Enter the concept of failing fast.
“Failing fast” is not Agile. Or Lean. Or Pull Planning. Or of any other recently documented process. Failing fast a way forward when facing the unknown. It’s a strategy of how to take that first step when where that first step leads isn’t straightforward. The point of “fail fast, fail often” is not to fail of course; it’s to learn what you don’t know, turn risks into action plans and to deliver quality faster.
Failing Fast has become synonymous with startup culture, partially as a strategy and partially out of pragmatism. Larger companies have similarly come to understand that despite cash reserves and a dominant position in the market there is still significant benefits to determining the longterm viability of a product or strategy, rather than proceeding cautiously and investing years in what may be the wrong outcome. Successful companies want to stay successful, and they jealously guard themselves against the nimble upstarts that want their position.
In schools what we didn’t know was understood as we entered the classroom. Students are present to learn, and the psychology behind the need for the lesson and transfer of knowledge is accepted as given. In the workplace, the waters become murkier. There is an unspoken expectation (real or not) that workers must somehow understand the unknowns from the moment they step into the door. This is impossible and unrealistic, but this simple misunderstanding drives behavior that leads people away from ever admitting to a “fail fast” strategy, and instead struggle against or ignore the unknowns until too late.
Success of projects is often dictated by being able to quickly surface the risks, the problems and the uncertainty… in short, all of the negative aspects of a project that many reject talking about in the first place. It is hard to lean into a belief that to be run a successful project you must first understand how you can fail, but it is this basic risk assessment, or failing fast, that is the best strategy a team can have.

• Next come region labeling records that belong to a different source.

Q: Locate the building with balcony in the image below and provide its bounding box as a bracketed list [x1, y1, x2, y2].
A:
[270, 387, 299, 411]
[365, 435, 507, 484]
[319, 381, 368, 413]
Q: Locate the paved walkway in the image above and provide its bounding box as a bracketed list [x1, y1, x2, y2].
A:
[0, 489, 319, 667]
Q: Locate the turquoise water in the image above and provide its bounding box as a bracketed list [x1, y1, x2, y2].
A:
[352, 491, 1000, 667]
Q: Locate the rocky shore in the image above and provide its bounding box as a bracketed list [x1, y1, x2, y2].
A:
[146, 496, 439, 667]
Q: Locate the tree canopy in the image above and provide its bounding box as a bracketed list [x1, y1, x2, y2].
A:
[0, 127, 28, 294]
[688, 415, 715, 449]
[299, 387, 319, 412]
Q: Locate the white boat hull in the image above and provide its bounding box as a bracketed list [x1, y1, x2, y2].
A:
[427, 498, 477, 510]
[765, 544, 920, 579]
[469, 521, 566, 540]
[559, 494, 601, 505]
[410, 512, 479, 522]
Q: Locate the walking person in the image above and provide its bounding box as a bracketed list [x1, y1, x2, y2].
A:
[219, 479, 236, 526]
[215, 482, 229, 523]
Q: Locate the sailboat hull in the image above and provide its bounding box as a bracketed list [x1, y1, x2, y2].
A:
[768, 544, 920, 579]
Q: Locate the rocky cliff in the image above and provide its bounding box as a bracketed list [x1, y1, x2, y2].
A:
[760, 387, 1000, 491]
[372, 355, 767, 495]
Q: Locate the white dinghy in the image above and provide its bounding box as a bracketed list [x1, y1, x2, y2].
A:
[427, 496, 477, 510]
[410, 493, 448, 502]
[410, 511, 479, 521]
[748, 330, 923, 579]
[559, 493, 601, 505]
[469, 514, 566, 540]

What “Failing Fast” can provide:
- Visibility into new initiatives earlier, giving the opportunity for other groups to participate.
- Vet existing solutions and increase the chances of reuse rather than rebuild.
- Receive feedback from your customers rather than yourself.
- Discover system vulnerabilities your testing isn’t equipped to handle earlier.
- Pivot from incorrect architectural decisions before heavy investment is made.
- Provide more accurate schedules and predictability into the development process.
- Understand gaps in team knowledge or capability quickly, and create the opportunity to retrain or educate.
But “Failing Fast” can also be misunderstood. Failing fast does mean simply “going faster” or “working harder” as much as “understanding risks and being iterative”. Generally speaking, understanding risks and having better data at the start of a project does lead to a quicker schedules… but that isn’t the primary goal of a “fail fast” strategy. If leaders believe that by implementing “fail fast” automatically generates a reduction in costs with higher efficiency they are misleading themselves and setting themselves up for disappointment.
What “Failing Fast” is not:
- A way to get employees to work faster/longer hours in order to produce more output.
- Removing the need for proper testing or product management.
- An opportunity to reduce headcount by quickly identifying failing employees.
- Removing quality testing as a requirement and shifting that burden to the end-customers.
- Standardize all development into a single, monolithic process.
- Living in perpetual “beta” mode.
At the end of the day, “failing fast” can be summed up as obtaining knowledge you don’t currently have, faster. It pushes teams to create simple proof of concepts designed to prove (or disprove) the goals of the project. To reveal that which is unknown and not able to be discovered in a meeting room or a JIRA ticket or a story review. To push team members to explore other options, particularly the ones already in their company, as a means to achieving the goal.
I always advocate strongly for teams to adopt a “fail fast” approach to avoid paralysis, software fragmentation or iteration by committee. It does require a cultural change in a company, but can be explored and implemented with minimal disruption to an existing organization.
In the end, who doesn’t want to better understand their risks and how to move past them?